A research problem must truly be carefully selected to simultaneously provide an honest “real research” experience for the student but also an experience that is meaningful and productive. I do not think that the ultimate product should necessarily be a research paper. But at the end of the program, a student should be able to pinpoint some specific contribution to the subject that is entirely their own. I have always been open to both concrete problems and open-ended investigations that start without a clear target. The main thing is to pick a problem that is flexible enough to get adjusted according to students’ needs so that there can be a successful outcome at the end of the experience. Partial results, conjectures, and databases of non-trivial computations, or even a detailed report regarding the pitfalls in a certain approach are great examples of positive outcomes.
Yet how does one find such problems? It is usually difficult to find problems that satisfy the above constraints and that are also in the faculty’s research program. So one has to be willing to expand the search. In my opinion, there are three main sources: articles, talks, and conversations. Read undergraduate research journals like Involve, Principia, Rose-Hulman undergraduate math journal, SIURO and the Minnesota Journal of Undergraduate Mathematics. CURM has a more complete list of undergraduate math journals. Travel to conferences like the Joint Math Meetings, Math Fest, Field of Dreams, SACNAS or the NSF Mathematics Institutes’ Modern Math Workshop (at SACNAS). Most of these conferences have poster and/or talk sessions devoted to undergraduate research. Talk to colleagues or presenters at conferences or workshops.
Through the years, I have done a combination of the three activities detailed above. I would usually write a note on the main area of research, a certain open problem, and some references. I would then read a couple of introductory papers, write a short introduction to the problem and perform some computations. At the end, I have a 4-5 page self-contained note that I can use to remember the problem or give to a group of students. Some of these notes get refined over the years as students work on some aspects of the problem or discover new avenues to pursuit.

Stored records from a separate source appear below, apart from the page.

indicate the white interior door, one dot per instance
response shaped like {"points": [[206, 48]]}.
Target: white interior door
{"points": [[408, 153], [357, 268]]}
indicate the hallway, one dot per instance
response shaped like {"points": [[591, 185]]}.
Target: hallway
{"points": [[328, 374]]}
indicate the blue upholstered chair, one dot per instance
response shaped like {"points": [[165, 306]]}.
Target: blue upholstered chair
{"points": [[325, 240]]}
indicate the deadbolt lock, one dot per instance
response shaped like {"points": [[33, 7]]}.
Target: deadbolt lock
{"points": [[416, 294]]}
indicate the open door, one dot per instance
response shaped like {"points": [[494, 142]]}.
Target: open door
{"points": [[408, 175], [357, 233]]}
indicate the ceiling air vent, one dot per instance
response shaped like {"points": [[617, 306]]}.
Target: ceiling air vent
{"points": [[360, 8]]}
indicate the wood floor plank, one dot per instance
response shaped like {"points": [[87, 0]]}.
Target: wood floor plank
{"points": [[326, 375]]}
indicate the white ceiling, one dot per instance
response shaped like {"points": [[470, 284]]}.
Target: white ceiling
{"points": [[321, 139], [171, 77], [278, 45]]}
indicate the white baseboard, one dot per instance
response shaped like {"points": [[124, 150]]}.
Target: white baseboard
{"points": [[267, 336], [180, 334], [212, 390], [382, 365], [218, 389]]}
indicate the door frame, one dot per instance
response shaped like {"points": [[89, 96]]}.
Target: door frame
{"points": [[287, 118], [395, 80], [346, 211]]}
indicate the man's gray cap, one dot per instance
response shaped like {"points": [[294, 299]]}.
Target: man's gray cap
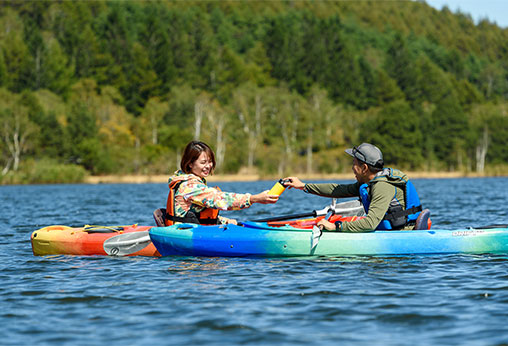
{"points": [[368, 153]]}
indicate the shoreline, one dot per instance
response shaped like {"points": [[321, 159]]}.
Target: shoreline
{"points": [[142, 179]]}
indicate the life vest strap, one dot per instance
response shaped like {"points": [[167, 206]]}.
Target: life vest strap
{"points": [[206, 221], [397, 214]]}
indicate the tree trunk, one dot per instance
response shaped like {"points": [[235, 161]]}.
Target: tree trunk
{"points": [[309, 150], [481, 150], [198, 119]]}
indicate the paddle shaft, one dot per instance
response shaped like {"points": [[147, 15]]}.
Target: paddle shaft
{"points": [[287, 217]]}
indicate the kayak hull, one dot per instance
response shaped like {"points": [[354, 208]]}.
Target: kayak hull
{"points": [[259, 239], [88, 240]]}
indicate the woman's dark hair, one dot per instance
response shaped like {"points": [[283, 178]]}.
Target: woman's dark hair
{"points": [[192, 152]]}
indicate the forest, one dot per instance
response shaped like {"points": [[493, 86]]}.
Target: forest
{"points": [[120, 87]]}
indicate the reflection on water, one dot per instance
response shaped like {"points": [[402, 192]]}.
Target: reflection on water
{"points": [[395, 300]]}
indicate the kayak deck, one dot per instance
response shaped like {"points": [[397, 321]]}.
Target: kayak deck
{"points": [[87, 240], [259, 239]]}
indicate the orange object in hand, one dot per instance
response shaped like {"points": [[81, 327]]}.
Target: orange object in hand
{"points": [[278, 188]]}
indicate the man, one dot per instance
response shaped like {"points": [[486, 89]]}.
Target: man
{"points": [[388, 197]]}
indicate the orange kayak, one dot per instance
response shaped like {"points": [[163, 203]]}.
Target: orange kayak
{"points": [[87, 240]]}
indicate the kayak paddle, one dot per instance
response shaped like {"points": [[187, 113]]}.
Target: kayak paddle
{"points": [[126, 243], [348, 208]]}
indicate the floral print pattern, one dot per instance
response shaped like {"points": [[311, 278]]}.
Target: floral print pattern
{"points": [[194, 195]]}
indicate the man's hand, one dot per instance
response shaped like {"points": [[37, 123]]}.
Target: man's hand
{"points": [[327, 225], [294, 182]]}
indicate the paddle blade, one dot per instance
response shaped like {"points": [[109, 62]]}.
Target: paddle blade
{"points": [[127, 243]]}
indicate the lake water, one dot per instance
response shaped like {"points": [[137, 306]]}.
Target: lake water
{"points": [[361, 300]]}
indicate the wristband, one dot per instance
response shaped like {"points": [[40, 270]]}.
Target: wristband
{"points": [[338, 226]]}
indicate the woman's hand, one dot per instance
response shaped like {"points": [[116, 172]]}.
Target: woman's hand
{"points": [[264, 198], [327, 225], [294, 182]]}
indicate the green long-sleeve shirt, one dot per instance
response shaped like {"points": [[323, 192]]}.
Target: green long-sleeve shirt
{"points": [[382, 193]]}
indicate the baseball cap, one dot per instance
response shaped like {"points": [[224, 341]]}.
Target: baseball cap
{"points": [[368, 153]]}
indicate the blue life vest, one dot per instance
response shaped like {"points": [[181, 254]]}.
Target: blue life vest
{"points": [[396, 217]]}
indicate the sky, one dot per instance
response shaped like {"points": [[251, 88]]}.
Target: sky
{"points": [[495, 10]]}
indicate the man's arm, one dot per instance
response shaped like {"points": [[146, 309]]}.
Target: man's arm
{"points": [[382, 194]]}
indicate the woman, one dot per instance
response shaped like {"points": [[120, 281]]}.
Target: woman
{"points": [[190, 200]]}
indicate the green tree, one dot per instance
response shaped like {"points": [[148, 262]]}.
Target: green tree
{"points": [[396, 130]]}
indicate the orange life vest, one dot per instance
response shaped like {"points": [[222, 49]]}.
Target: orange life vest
{"points": [[207, 216]]}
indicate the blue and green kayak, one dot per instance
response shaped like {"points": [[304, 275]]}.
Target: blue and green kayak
{"points": [[262, 239]]}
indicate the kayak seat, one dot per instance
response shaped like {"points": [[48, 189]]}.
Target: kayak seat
{"points": [[159, 217], [422, 222]]}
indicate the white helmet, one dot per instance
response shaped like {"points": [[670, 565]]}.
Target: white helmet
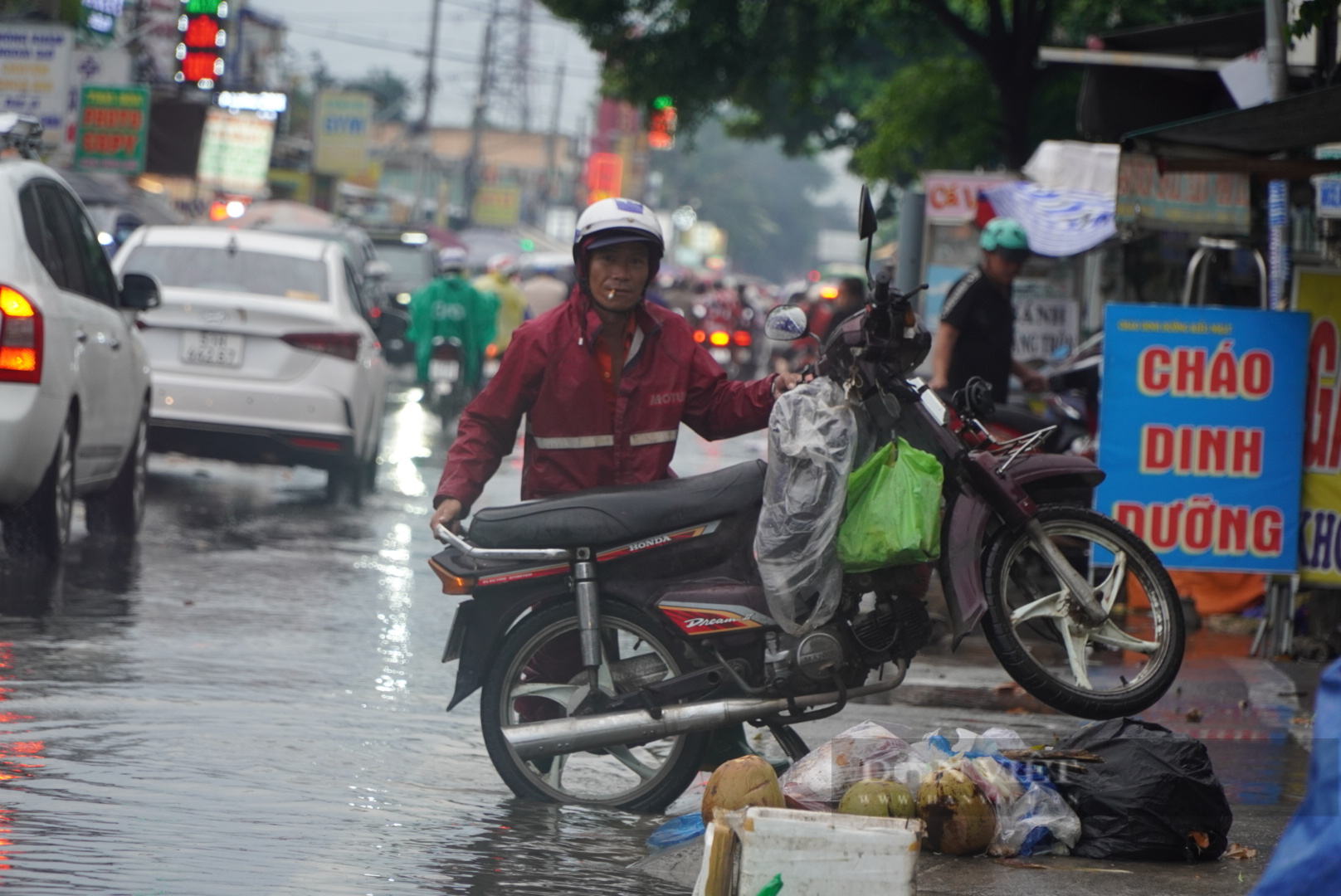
{"points": [[616, 220], [452, 258]]}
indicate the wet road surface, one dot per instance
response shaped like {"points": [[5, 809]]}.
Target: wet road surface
{"points": [[251, 702]]}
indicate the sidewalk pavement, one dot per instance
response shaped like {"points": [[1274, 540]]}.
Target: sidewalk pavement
{"points": [[1253, 715]]}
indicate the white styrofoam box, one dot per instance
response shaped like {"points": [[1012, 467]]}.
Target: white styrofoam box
{"points": [[818, 854]]}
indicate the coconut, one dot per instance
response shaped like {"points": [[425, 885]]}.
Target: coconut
{"points": [[749, 781], [958, 816], [883, 798]]}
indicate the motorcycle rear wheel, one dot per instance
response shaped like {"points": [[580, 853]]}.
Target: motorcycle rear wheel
{"points": [[644, 777], [1117, 668]]}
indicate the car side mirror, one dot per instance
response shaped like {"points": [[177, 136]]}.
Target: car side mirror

How do you manage a research group?
First, I always start a collaboration with a crash course on the subject. My goal is to provide all the necessary information that the students need to understand the given problem and be able to do some experiments. I do this to cover the background material in the shortest possible time but also to establish a relationship with the students. Once students start working on their problem, I meet with them every day. In a short 15-20 minute meeting, each group presents the advances and challenges of the previous day. Only one student in the group presents on a given day and he or she must discuss the advances of the entire group. Students rotate through the week and at the end of the week they give a beamer presentation on their weekly advances. After this presentation, I discuss the goals for the weekend and the following week but also improvements on their presentation and their report. I have found that at the end of the program, it is much easier to compile the partial reports into the final report and the weekly presentations into a poster or a final talk.
As I have mentioned above, the experience must be a real research experience. So I listen to the students, point them to some useful references. I also give them suggestions. But mostly I act as a cheerleader. Using the bike analogy as before, I am not as close as to catch them when they fall, but I am always right there to cheer them up and continue looking at the road ahead.
Undergraduate research is usually a short time event. But faculty involvement is a long race. It takes time to find good problems. It also takes time to learn how to interact with students to improve their abilities and confidence while making sure that students retain ownership of their own work. It takes time to successfully find funding to support this activity. And despite all the time it takes, one only affects very few students every year. But even then, for me it has been one of the most rewarding activities that I have been involved in.